FAIRBANKS -- At 14, Nelson Angapak stood up when his classroom teacher called his name at the Wrangell Institute, the boarding school he attended in Southeast Alaska.
He quickly asked a student next to him what else the teacher had said, but Angapak made the mistake of asking in Yup'ik.
"The teacher got upset because speaking in our Native tongue in schools was prohibited at that time," he said in a keynote address to the Alaska Federation of Natives convention Thursday. "He made me stand up in front of the class, got a 12-inch ruler, hit me on my hand."
Angapak, who grew up in Tuntutuliak, about 50 miles south of Bethel, said the physical scar healed quickly, but the emotional scar remained long after.
He announced to his grandfather that getting hit by the ruler was reason enough for him to quit school when he reached 16. Hearing this, Angapak's grandfather said he had been praying that his grandson would learn enough English "so that some day you can tell those people that we are people, people just like them with feelings."

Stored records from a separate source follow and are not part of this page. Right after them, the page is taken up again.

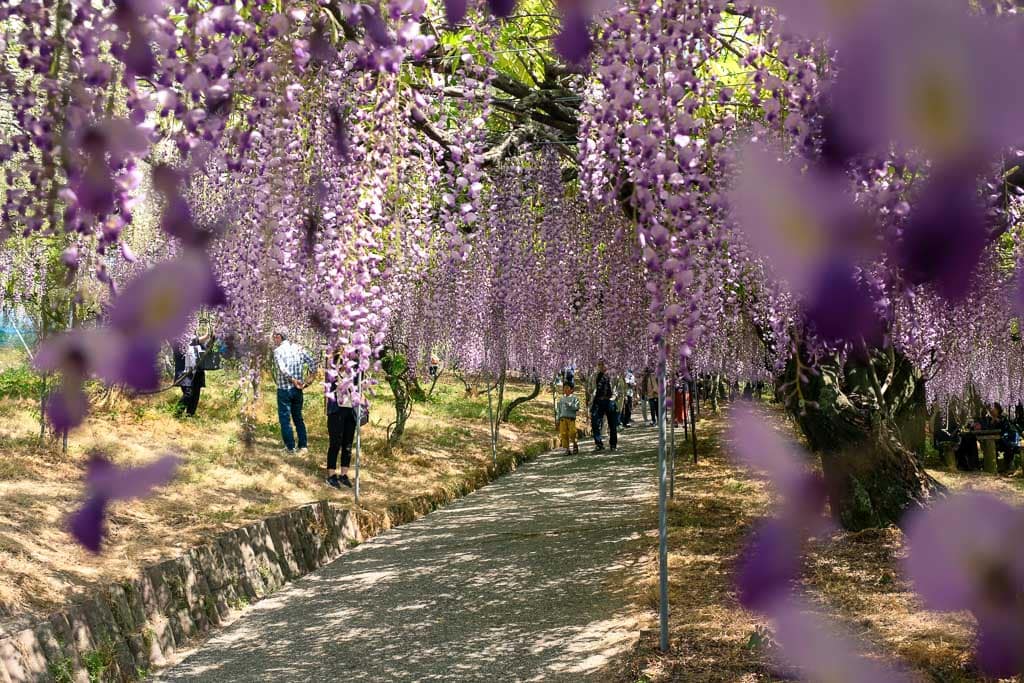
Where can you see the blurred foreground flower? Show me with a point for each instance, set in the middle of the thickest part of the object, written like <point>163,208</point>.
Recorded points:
<point>771,560</point>
<point>821,652</point>
<point>928,76</point>
<point>155,307</point>
<point>108,482</point>
<point>965,553</point>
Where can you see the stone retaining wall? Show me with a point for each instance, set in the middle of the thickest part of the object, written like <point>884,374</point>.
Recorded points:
<point>125,631</point>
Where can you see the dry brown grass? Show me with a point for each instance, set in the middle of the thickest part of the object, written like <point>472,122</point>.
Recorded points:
<point>221,485</point>
<point>854,577</point>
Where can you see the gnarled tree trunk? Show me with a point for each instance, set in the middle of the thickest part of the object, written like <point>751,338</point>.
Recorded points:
<point>852,413</point>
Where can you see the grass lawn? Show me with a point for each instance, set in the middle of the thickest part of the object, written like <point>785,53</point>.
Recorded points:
<point>854,577</point>
<point>222,485</point>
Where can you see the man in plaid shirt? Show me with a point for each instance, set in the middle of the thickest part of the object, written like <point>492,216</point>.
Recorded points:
<point>291,365</point>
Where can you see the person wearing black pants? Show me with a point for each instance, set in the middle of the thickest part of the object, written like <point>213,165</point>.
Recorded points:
<point>341,432</point>
<point>603,409</point>
<point>190,377</point>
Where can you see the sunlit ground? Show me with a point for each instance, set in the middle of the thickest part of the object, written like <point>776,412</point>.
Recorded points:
<point>854,577</point>
<point>222,484</point>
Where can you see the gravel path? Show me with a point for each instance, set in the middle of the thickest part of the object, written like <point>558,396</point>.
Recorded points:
<point>512,583</point>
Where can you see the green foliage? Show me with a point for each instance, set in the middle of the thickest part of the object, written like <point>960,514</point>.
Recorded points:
<point>20,382</point>
<point>760,640</point>
<point>61,672</point>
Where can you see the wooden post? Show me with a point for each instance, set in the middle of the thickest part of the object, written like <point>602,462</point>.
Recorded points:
<point>988,449</point>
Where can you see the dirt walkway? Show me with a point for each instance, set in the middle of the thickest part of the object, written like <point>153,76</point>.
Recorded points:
<point>518,582</point>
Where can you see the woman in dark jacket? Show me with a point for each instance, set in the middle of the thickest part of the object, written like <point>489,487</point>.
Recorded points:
<point>340,428</point>
<point>188,375</point>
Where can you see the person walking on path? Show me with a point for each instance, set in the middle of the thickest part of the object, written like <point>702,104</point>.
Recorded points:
<point>189,375</point>
<point>601,409</point>
<point>291,363</point>
<point>649,388</point>
<point>340,429</point>
<point>565,413</point>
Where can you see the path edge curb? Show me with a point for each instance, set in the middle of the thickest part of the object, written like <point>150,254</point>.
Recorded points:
<point>125,631</point>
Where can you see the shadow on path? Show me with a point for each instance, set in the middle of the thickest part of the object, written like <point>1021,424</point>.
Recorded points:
<point>511,583</point>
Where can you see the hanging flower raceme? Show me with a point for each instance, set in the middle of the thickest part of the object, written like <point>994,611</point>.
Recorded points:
<point>771,561</point>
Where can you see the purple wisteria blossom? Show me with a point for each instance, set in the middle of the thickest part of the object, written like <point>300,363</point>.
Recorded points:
<point>153,308</point>
<point>820,18</point>
<point>107,482</point>
<point>797,219</point>
<point>945,235</point>
<point>965,553</point>
<point>771,561</point>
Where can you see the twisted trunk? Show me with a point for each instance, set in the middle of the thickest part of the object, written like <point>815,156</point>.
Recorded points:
<point>856,414</point>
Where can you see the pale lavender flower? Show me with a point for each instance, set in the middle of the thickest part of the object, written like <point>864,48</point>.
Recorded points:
<point>158,303</point>
<point>771,560</point>
<point>819,651</point>
<point>798,220</point>
<point>927,75</point>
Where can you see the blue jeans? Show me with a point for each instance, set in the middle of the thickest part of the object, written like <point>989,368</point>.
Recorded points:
<point>289,410</point>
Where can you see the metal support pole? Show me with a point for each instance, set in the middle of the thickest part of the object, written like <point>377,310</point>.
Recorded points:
<point>693,423</point>
<point>672,449</point>
<point>663,512</point>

The response of his grandfather that day was enough to prompt Angapak to look at the incident in a new way. What had been his reason for wanting to quit school turned into a motivation for staying. "Had he answered any other way, I wouldn't be standing here today," Angapak said. "There is a silver lining associated with the scar on my hand. It taught me to listen to the wisdom of our elders."

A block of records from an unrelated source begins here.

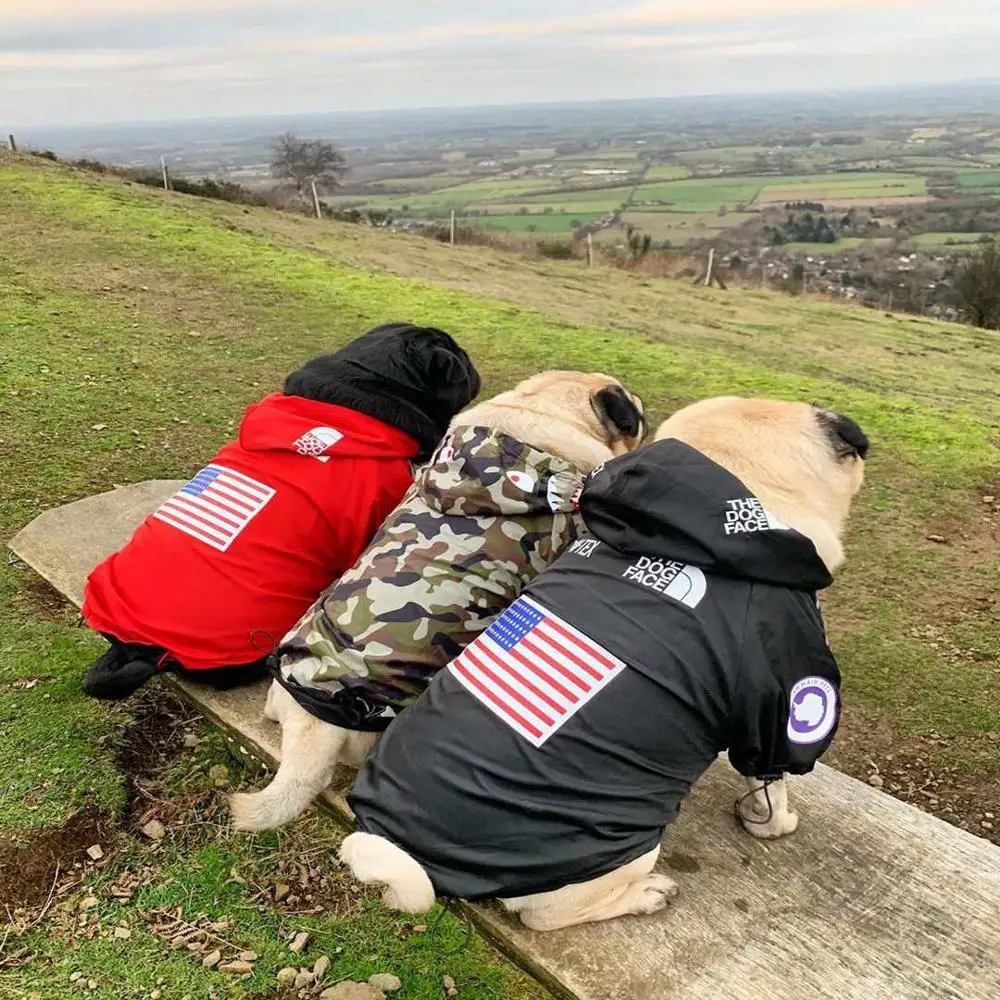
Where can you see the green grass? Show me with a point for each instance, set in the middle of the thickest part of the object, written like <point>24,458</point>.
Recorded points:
<point>681,227</point>
<point>666,173</point>
<point>161,317</point>
<point>698,195</point>
<point>708,194</point>
<point>956,241</point>
<point>978,180</point>
<point>844,243</point>
<point>561,222</point>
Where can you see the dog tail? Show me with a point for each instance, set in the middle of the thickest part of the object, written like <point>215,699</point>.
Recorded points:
<point>309,753</point>
<point>375,859</point>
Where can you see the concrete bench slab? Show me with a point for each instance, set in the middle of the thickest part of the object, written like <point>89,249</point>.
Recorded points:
<point>870,900</point>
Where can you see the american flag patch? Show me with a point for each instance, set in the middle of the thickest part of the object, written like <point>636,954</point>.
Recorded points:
<point>534,670</point>
<point>215,506</point>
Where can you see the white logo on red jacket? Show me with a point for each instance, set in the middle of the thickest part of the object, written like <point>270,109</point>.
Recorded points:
<point>317,441</point>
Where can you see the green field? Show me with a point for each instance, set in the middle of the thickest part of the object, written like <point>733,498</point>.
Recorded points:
<point>979,180</point>
<point>137,325</point>
<point>704,195</point>
<point>553,222</point>
<point>956,240</point>
<point>666,173</point>
<point>679,227</point>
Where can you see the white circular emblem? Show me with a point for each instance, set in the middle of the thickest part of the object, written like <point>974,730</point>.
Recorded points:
<point>812,710</point>
<point>522,481</point>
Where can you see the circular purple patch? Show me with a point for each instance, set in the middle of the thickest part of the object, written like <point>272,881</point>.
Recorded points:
<point>812,710</point>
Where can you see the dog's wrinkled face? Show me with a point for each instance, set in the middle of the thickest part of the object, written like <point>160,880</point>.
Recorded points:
<point>794,450</point>
<point>592,401</point>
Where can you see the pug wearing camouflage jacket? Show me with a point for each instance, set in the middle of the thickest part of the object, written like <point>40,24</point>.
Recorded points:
<point>491,510</point>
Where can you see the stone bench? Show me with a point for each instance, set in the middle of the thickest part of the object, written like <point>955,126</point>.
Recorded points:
<point>871,899</point>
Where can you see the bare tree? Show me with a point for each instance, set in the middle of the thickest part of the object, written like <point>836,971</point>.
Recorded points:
<point>302,161</point>
<point>978,286</point>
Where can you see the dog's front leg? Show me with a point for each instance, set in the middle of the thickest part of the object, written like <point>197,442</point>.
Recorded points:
<point>764,811</point>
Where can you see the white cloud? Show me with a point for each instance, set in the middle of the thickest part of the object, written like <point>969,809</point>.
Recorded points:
<point>111,59</point>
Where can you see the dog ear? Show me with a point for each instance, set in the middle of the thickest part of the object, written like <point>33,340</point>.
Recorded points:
<point>847,438</point>
<point>617,413</point>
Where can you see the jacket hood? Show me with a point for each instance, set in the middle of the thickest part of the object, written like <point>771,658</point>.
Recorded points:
<point>477,472</point>
<point>288,423</point>
<point>411,377</point>
<point>670,501</point>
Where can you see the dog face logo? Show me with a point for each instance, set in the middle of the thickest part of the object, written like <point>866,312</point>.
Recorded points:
<point>522,480</point>
<point>748,515</point>
<point>685,584</point>
<point>317,441</point>
<point>812,710</point>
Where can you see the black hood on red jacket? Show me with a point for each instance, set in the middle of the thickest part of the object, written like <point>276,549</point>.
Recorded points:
<point>671,501</point>
<point>410,377</point>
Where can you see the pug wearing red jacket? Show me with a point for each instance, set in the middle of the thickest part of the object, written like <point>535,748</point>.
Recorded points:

Angapak, who retired in June as a senior vice president of AFN, has played a leading role in Alaska Native affairs for more than 35 years. He told the delegates that he would cherish the opportunity of being their keynote speaker for the rest of his life.

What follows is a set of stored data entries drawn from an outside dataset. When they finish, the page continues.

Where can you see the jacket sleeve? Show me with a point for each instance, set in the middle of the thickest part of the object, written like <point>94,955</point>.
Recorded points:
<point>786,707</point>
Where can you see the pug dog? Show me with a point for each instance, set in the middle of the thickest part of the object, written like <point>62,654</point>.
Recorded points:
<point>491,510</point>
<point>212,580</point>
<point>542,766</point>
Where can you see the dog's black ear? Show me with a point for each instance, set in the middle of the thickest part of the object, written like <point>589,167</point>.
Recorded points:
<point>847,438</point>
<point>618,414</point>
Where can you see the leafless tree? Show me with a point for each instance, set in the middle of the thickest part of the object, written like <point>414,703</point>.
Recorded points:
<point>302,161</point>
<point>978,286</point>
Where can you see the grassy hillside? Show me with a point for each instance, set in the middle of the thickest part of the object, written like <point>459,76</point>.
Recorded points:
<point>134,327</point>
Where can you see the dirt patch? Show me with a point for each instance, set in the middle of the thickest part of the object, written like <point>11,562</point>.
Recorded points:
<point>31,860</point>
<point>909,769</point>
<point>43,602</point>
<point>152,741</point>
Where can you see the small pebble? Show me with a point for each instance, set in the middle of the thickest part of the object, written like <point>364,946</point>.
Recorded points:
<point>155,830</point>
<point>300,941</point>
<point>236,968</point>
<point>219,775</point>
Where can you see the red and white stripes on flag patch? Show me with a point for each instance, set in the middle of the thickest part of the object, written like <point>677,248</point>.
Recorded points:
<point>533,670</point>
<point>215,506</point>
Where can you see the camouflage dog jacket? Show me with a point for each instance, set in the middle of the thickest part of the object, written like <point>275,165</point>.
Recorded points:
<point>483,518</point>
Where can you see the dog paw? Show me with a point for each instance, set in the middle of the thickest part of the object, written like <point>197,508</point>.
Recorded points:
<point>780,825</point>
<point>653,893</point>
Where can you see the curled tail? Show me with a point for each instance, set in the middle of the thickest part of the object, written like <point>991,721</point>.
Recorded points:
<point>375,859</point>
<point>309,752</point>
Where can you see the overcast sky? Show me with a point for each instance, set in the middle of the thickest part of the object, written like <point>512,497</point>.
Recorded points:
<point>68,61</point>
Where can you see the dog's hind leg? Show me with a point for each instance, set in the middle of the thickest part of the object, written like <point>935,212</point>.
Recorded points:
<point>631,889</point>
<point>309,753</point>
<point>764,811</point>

In reviewing the highlights of his life, he said the undue treatment some Natives received in school was overshadowed by the positive experiences that occurred. He put lasting friendships at the top of that list.
After the Wrangell Institute, Angapak graduated from Mt. Edgecumbe High School in 1965 and earned a bachelor's degree in math in 1969. An Army veteran, he earned a master's degree in land and natural resources in 1978 and a degree in theology in 2002.
Now 69, the former president of the Calista Native Corporation urged young people to use hardships they encounter as motivating factors to succeed in life.
"Regardless of what choices that you make in life, strive to do the best that you can," he said.